Opening Summer of 2018: Paul E. Brown Museum and Massillon Tiger Football Museum
Opening in Summer of 2018, this new expansion to the Massillon Museum will celebrate the rich history of football in Massillon and the accomplishments and impact of Paul E. Brown in football and beyond. This new three-story building will be multi-purpose. The first floor will be a flat-floor event space available for rent as well as to host Museum and community events. The second floor of the new building will be home to the new Paul Brown Museum, which will house both permanent and rotating exhibits highlighting a history of Paul Brown and his impact in the NFL, as well as on the legacy of Massillon Tigers football. The third floor of the new building will be home to the administrative offices and climate-controlled archives for the Paul Brown collection. Admission to the Massillon Museum including the new Paul E. Brown Museum will continue to be FREE of charge.
Now Open: Ohio Military Museum Room at MAPS Air Museum
In Summer 2017, the MAPS Air Museum unveiled their second floor expansion to become home to the Ohio Military Museum. The exhibit space tells the story of more than 60 Ohio heroes and includes medals and memorabilia, uniforms and equipment, certificates and citations. Check out this new museum space as well as over 50 types of aircraft on display at MAPS along with interactive exhibits on the history of aviation.
On Exhibit Through March 4: Elijah Pierce: An American Journey at Canton Museum of Art
On display now at the Canton Museum of Art, An American Journey explores the work of self-taught, American folk artist Elijah Pierce (1892 – 1984). Pierce was a prolific African American wood carver known for his brightly painted sculptural panels illustrating biblical stories, moral lessons, historical events, and images from popular culture. This exhibit focuses on 40 major works including Pierce’s most ambitious carving, “Book of Wood” (1932), consisting of seven panels with 33 scenes illustrating the years Christ lived on the earth. Other carvings include works depicting segregation, the Vietnam War, Watergate, and Civil Rights, among others.
In conjunction with the woodcarvings of Elijah Pierce, the Canton Museum of Art is showcasing a special exhibit of African American Masterpieces: Permanent Collection Highlights. The exhibit features paintings and ceramics from the museum's permanent collection created by the American black community between 1945 and 2010. After the Civil War, African American works were slowly accepted in American culture – however, their art was better received in Europe than in America. Today, most major cities have developed museums devoted to African American artists. Important collections of African American art are becoming more prevalent, and this exhibition celebrates the works from the Canton Museum of Art’s permanent collection.
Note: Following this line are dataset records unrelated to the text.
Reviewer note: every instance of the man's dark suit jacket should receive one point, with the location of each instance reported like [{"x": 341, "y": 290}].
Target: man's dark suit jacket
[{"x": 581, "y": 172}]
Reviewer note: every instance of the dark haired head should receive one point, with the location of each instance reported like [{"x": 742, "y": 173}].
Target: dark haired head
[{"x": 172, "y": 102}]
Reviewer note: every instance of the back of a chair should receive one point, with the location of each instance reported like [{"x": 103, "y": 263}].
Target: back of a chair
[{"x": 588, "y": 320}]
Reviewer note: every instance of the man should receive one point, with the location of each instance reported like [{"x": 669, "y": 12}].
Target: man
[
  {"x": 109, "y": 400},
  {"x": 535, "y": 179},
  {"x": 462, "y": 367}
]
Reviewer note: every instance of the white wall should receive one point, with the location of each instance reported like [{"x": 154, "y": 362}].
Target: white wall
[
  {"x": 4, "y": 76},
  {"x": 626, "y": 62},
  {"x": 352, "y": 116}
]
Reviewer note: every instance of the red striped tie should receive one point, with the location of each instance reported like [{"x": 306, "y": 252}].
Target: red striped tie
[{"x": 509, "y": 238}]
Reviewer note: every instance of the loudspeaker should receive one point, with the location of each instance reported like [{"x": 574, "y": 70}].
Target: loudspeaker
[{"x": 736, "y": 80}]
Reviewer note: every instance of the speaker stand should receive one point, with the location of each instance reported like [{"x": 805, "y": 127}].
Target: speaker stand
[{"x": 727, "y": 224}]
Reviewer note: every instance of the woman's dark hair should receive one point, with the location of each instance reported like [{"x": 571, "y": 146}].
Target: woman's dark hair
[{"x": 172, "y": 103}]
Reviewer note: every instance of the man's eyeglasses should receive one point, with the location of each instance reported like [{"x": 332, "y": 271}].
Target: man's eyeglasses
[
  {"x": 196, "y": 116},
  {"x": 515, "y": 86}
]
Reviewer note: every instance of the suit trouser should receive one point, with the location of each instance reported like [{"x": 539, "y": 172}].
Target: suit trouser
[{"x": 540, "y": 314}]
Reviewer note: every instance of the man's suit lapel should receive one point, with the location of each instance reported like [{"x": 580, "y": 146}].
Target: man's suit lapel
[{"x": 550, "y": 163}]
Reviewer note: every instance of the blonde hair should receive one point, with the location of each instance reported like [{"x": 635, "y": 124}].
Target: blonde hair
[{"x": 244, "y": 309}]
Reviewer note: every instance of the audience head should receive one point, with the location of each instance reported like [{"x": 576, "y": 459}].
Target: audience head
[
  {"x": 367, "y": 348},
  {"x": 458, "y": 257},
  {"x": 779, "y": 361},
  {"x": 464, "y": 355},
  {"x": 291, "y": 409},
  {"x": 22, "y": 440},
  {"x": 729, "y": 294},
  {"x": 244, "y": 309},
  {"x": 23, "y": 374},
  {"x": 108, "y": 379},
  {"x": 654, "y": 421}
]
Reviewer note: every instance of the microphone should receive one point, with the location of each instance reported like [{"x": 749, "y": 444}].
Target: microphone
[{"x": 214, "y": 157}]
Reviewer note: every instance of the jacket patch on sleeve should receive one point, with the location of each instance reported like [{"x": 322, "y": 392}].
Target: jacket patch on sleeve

April 26-July 15: African Menagerie - The Inquisition at Canton Museum of Art
Experience this touring exhibit at the Canton Museum of Art that will let audiences discover and explore the plight of African wildlife species. Featured is celebrated American artist Brian Jarvi, whose works have won numerous awards from national and international animal conservation agencies, including the Safari Club’s International Artist of the Year. Central to this exhibit are seven, visually interlocking panels, more than 36 ft. in length, including a ten-foot by five-foot centerpiece; plus 100 related research sketches and mixed media studies. The works help to call attention to Earth’s wildlife extinction crisis.
March 2-April 29: Frank Lloyd Wright: Architecture of the Interior at McKinley Presidential Library & Museum
Opening in March at the McKinley Presidential Library & Museum is the Frank Lloyd Wright: Architecture of the Interior traveling exhibition, exploring the design of Frank Lloyd Wright’s houses and featuring reproduction drawings, photographs, and photographic murals that explore what many consider Wright’s greatest architectural accomplishment. The exhibition illustrates the myriad—both obvious and subtle— ways Wright created the visual character of interior space along with the objects within it as essential details of the larger whole.